Selain beras palsu, ada pula kabar terbongkarnya perguruan
tinggi “abal-abal” yang menjual ijazah palsu. Kabar tersebut semakin
menghebohkan karena pembeli ijazah palsu tersebut dari kalangan pejabat, bahkan
penegak hukum. Jual-beli ijazah merupakan kejahatan akademis yang tidak bisa
ditolelir. Kecemburuan tentu saja dirasakan para akademisi yang berjibaku
bertahun-tahun merampungkan pendidikannya. Terlebih bagi mereka yang hampir drop
out (DO).

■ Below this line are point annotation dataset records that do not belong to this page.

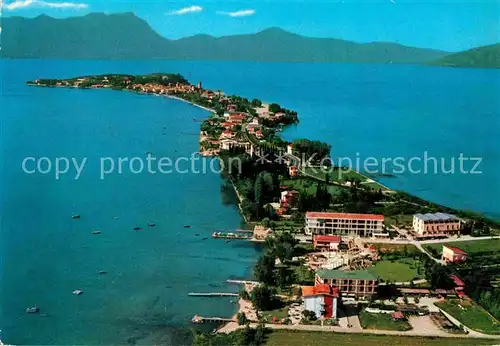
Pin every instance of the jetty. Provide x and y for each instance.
(242, 282)
(200, 319)
(213, 294)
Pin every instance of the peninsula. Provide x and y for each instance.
(332, 236)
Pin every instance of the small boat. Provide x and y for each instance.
(33, 310)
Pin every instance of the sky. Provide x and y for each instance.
(451, 25)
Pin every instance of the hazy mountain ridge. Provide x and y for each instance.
(126, 36)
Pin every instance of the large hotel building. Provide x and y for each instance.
(344, 224)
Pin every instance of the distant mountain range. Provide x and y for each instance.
(125, 36)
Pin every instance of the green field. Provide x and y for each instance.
(471, 246)
(471, 315)
(381, 321)
(400, 220)
(304, 276)
(302, 338)
(402, 270)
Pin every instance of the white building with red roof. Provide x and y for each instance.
(227, 134)
(345, 224)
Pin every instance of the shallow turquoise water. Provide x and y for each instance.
(375, 110)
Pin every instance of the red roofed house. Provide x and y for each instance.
(289, 197)
(358, 225)
(321, 299)
(293, 171)
(398, 315)
(453, 254)
(457, 281)
(327, 242)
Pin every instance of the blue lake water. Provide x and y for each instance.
(364, 110)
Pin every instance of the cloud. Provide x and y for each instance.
(21, 4)
(240, 13)
(186, 10)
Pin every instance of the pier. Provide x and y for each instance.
(213, 294)
(200, 319)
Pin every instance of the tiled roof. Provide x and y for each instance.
(328, 238)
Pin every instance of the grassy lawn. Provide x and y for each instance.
(303, 338)
(278, 313)
(397, 271)
(335, 174)
(470, 246)
(381, 321)
(471, 315)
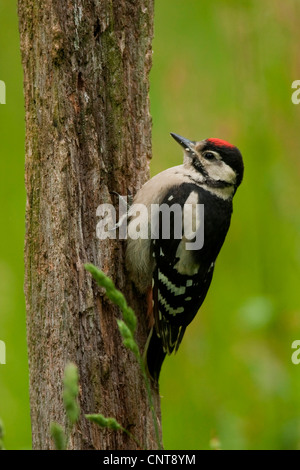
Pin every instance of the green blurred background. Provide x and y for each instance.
(220, 69)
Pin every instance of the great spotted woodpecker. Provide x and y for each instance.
(175, 278)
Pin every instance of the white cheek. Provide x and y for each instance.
(221, 171)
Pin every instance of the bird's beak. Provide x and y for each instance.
(185, 143)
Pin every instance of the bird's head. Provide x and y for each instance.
(219, 162)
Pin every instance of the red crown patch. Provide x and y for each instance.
(220, 143)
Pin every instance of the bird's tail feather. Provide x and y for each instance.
(154, 354)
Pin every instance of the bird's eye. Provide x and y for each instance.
(209, 155)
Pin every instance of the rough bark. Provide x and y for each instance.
(88, 133)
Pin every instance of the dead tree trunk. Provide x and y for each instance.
(88, 133)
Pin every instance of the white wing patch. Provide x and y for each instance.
(170, 286)
(169, 309)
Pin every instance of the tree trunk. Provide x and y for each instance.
(88, 133)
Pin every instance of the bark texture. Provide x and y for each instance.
(88, 132)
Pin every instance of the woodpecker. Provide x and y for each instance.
(176, 279)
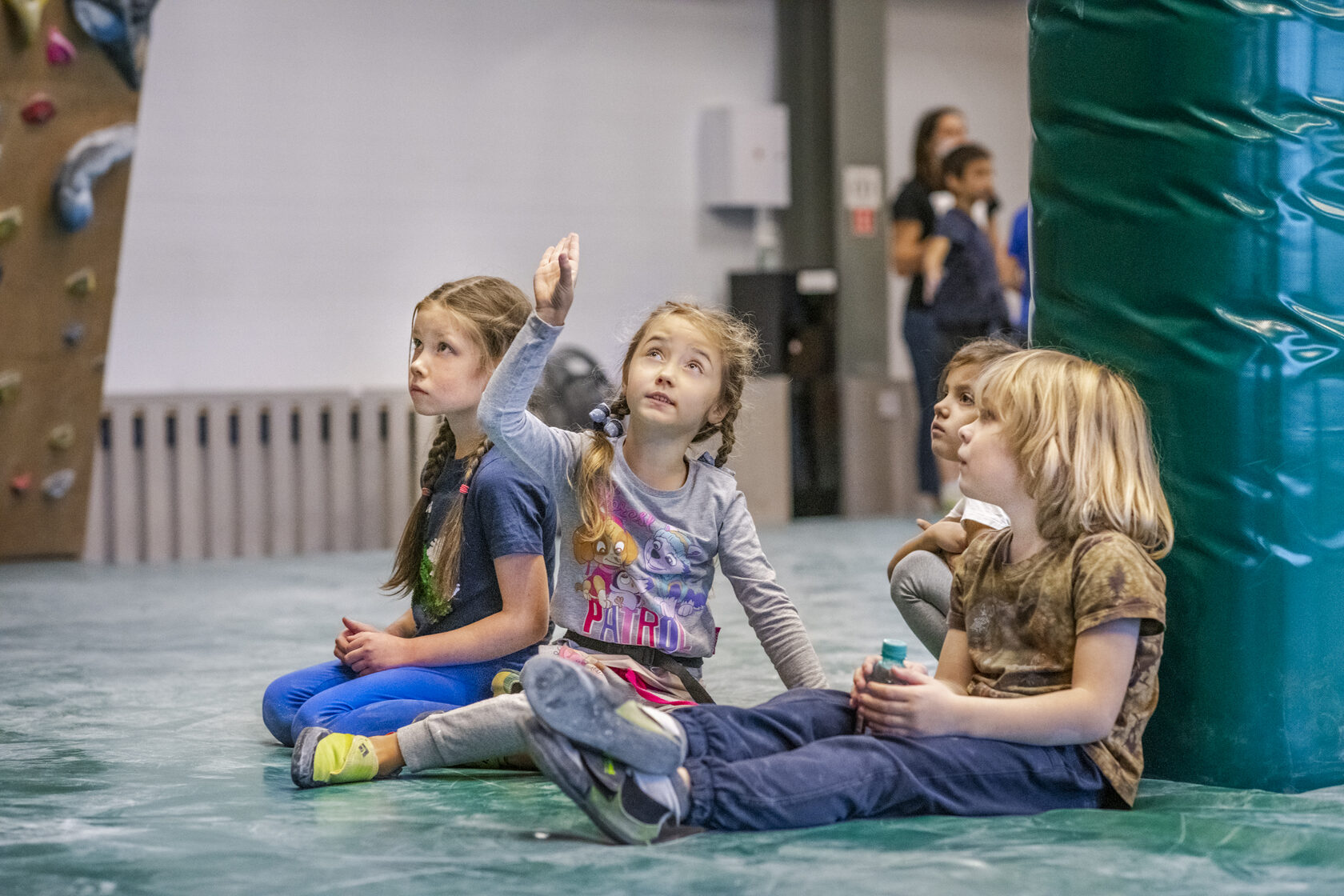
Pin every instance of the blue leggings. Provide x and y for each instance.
(332, 696)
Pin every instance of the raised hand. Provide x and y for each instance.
(553, 284)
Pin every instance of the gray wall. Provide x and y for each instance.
(306, 170)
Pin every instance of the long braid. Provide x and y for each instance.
(449, 561)
(729, 438)
(410, 548)
(593, 477)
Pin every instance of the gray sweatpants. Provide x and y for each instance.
(474, 732)
(921, 587)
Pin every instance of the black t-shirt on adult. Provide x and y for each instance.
(913, 203)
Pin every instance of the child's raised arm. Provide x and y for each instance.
(526, 441)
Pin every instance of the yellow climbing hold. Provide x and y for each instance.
(62, 437)
(29, 12)
(82, 282)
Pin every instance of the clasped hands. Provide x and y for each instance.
(366, 648)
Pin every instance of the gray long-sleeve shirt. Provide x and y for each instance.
(646, 579)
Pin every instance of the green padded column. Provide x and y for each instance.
(1188, 195)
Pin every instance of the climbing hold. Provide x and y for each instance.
(61, 437)
(82, 282)
(10, 222)
(39, 109)
(86, 162)
(21, 482)
(29, 12)
(59, 50)
(122, 29)
(57, 486)
(10, 382)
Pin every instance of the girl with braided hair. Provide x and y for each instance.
(476, 554)
(642, 524)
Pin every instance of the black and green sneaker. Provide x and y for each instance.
(628, 806)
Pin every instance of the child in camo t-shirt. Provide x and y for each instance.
(1046, 680)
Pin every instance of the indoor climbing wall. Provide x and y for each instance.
(69, 94)
(1188, 213)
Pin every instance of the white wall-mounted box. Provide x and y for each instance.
(745, 156)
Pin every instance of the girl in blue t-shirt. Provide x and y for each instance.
(476, 555)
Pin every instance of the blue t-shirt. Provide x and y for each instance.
(970, 289)
(1019, 249)
(507, 512)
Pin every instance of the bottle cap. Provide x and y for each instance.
(893, 650)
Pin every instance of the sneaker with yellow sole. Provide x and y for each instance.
(324, 757)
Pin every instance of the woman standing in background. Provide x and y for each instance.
(913, 217)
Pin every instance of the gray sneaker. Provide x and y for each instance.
(626, 805)
(593, 714)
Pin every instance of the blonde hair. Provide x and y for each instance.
(739, 352)
(494, 310)
(1083, 448)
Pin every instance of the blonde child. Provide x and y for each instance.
(642, 526)
(1046, 682)
(921, 569)
(476, 552)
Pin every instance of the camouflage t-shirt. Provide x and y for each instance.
(1023, 619)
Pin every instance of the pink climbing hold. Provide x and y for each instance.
(39, 109)
(21, 482)
(59, 50)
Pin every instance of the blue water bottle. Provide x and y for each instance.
(893, 657)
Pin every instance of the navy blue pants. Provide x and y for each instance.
(794, 762)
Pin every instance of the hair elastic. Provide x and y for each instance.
(605, 422)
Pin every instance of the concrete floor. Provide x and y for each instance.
(134, 761)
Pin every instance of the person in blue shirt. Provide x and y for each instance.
(962, 273)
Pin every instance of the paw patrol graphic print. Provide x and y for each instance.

Wajah pendidikan semakin buram atas kabar tersebut. Hal ini
semakin diperparah bahwa ijazah palsu juga banyak dimiliki pejabat yang duduk
di pemerintahan, baik dari tingkat desa hingga pusat. Tentu, keadaan tersebut
memunculkan pertanyaan, bagaimana proses verifikasi pencalonan pejabat
tersebut, jika ijazah palsu saja bisa lolos? Aksi menuntut diungkapnya pejabat
berijazah palsu pun menyeruak diberbagai daerah.
Dua kabar di atas –baik beras dan ijazah palsu- paling
tidak dapat menjadi pintu awal membuka borok kepalsuan di banyak sektor negara
ini. Sebetulnya, soal kepalsuan di Indonesia bukan hal baru. Banyak sekali
produk-produk palsu dan “bajakan” yang beredar dipasaran mulai dari kaset, VCD,
pakaian dan sebagainya. Tetapi, entah bagaimana kepalsuan tersebut nyatanya
membuat masyarakat tenang (mohon maaf), nyaman-nyaman saja menggunakan produk
palsu tersebut. Apa budaya Indonesia hari ini adalah budaya “kepalsuan”? Mulai
dari Janji kampanye: palsu, janji penegakan hukum: palsu, janji kesejahteraan:
palsu, janji bisnis (investasi): palsu, dan masih banyak lain yang lainnya.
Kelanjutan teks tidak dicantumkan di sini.